C'est l'action de revêtir, de mettre en possession,
d'investir quelque personnage d'un fief, d'un immeuble, d'un bénéfice, d'une
dignité ecclésiastique. L'investiture s'accompagnait d'ordinaire d'un
cérémonial réglé par la tradition, et comportait une célébration de caractère
rituel. Aux termes du droit féodal, le seigneur donnait à son vassal
l'investiture, marquée par quelque remise symbolique (lance, couronne, rameau,
etc.), signe de la propriété ou du pouvoir. La crosse et l'anneau, remis aux
évêques par les princes - autorités profanes - étaient, pour ces dignitaires,
le signe de l'investiture.

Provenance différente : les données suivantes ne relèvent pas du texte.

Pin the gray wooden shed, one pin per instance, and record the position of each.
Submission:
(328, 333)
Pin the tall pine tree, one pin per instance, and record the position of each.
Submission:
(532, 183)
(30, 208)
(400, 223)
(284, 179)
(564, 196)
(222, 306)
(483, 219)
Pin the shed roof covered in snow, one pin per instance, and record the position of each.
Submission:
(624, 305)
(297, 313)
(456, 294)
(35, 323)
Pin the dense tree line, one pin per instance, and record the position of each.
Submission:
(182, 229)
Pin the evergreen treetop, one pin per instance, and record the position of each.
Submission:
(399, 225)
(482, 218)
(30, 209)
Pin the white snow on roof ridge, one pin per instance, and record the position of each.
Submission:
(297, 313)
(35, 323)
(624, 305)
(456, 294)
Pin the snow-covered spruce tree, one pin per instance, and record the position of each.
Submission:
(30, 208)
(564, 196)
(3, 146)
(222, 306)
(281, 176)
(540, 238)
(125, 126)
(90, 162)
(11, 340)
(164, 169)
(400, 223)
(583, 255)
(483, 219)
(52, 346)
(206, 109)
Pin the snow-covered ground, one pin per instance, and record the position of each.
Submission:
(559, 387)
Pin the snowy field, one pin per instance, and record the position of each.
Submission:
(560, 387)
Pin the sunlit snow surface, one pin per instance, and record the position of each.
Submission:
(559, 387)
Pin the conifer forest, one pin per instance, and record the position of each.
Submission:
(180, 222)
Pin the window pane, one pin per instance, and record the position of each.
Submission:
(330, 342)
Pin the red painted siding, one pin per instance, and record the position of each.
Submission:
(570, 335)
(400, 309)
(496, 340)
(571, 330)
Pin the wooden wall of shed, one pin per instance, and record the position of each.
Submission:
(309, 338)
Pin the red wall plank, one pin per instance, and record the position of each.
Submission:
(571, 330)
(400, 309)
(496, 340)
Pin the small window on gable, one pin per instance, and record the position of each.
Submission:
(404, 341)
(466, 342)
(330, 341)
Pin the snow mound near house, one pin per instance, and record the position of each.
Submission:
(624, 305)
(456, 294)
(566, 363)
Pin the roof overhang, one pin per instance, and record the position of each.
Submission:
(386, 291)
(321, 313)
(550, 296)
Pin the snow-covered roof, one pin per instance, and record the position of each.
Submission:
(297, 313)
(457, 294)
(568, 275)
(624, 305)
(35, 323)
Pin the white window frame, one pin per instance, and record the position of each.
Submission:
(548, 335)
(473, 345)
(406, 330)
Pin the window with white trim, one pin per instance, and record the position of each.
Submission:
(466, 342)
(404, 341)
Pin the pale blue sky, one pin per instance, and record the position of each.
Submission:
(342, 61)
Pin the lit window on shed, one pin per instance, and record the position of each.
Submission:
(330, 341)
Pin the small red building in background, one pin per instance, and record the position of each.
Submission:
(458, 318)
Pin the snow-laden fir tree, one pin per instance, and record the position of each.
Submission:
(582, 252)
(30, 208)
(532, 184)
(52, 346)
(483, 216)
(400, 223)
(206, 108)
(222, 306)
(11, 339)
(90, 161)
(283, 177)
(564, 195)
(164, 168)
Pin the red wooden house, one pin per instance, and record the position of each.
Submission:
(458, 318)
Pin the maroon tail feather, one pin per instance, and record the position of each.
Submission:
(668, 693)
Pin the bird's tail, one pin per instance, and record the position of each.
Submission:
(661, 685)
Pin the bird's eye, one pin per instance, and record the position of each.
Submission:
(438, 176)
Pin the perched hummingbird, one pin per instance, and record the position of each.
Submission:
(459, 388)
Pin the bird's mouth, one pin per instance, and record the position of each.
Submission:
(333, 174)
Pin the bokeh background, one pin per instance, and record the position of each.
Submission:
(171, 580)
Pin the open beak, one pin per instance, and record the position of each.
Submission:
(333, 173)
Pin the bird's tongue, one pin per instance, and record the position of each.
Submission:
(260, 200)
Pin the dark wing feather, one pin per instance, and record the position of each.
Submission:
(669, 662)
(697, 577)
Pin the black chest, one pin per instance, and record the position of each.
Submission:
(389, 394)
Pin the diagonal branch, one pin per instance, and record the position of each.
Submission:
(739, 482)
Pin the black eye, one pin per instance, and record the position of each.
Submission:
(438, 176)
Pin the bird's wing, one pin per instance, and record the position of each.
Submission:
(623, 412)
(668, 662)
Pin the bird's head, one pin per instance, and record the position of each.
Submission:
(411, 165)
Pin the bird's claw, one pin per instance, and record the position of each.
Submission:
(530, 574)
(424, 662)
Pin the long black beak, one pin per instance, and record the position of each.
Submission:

Les papes donnaient, en échange, l'investiture des
royaumes... Le pouvoir régnant, passant outre aux élections, en vint à détenir
la disposition même des évêchés, des abbayes. Des scandales - en Allemagne
surtout - marquèrent les répartitions des charges, octroyées à des courtisans,
conférées avec « simonie ». La querelle des Investitures mit aux prises,
pendant un demi-siècle, en conflits sanglants, les papes et les empereurs
d'Allemagne. En dépit d'un long usage et du blanc-seing d'un concile, Grégoire
VII et ses successeurs sur le trône de saint Pierre firent tout pour dessaisir
les princes séculiers des prérogatives d'une investiture qui s'étendait
jusqu'aux papes. Fixée « par le sceptre » par le concordat de 1122,
l'investiture fut faite bientôt de vive voix ou par écrit... La lutte aboutit
au principe de la séparation des pouvoirs et accentua la démarcation du temporel
et du spirituel (Voir Histoire des Papes). Empruntons au Lachâtre cet exposé
des investitures en matière de biens : « La translation de la propriété fut,
chez tous les peuples, entourée de pratiques symboliques, de formalités
solennelles. Pour valider une aliénation, on avait recours à des signes
extérieurs destinés à annoncer, de la part de celui qui aliénait, l'intention
de se démettre de son droit de propriétaire, et, chez celui auquel la cession
était faite, la volonté de devenir propriétaire. Ces signes furent
primitivement déterminés par les lois et par les coutumes ; en général, on
choisit les symboles qui eurent le plus de rapports avec la chose transmise ;
la translation d'un champ, par exemple, fut indiquée par la remise d'une motte
de terre, par celle d'une touffe de gazon, prise dans ce champ, aux mains de
l'acquéreur : et, pour exprimer que ce n'était pas le sol tout nu qui était
ainsi aliéné, on ajoutait aux premiers symboles une branche d'arbre pour
exprimer les produits de la terre, un bâton pour marquer l’autorité du maître.
On ajouta quelquefois la remise d'un couteau, afin d'indiquer le pouvoir de
couper, de disjoindre, etc. (jus utendi et abutendi). Il y avait une foule
d'autres formes d'investiture. Ducange et Carpentier donnent des exemples de
cent deux manières différentes, suivant la nature de la chose transférée, du
droit cédé. (Disons, en passant, que la propriété a subi, depuis 1789, des modifications
qui ont rendu absolument inutiles ou impossibles ces vieilles formes).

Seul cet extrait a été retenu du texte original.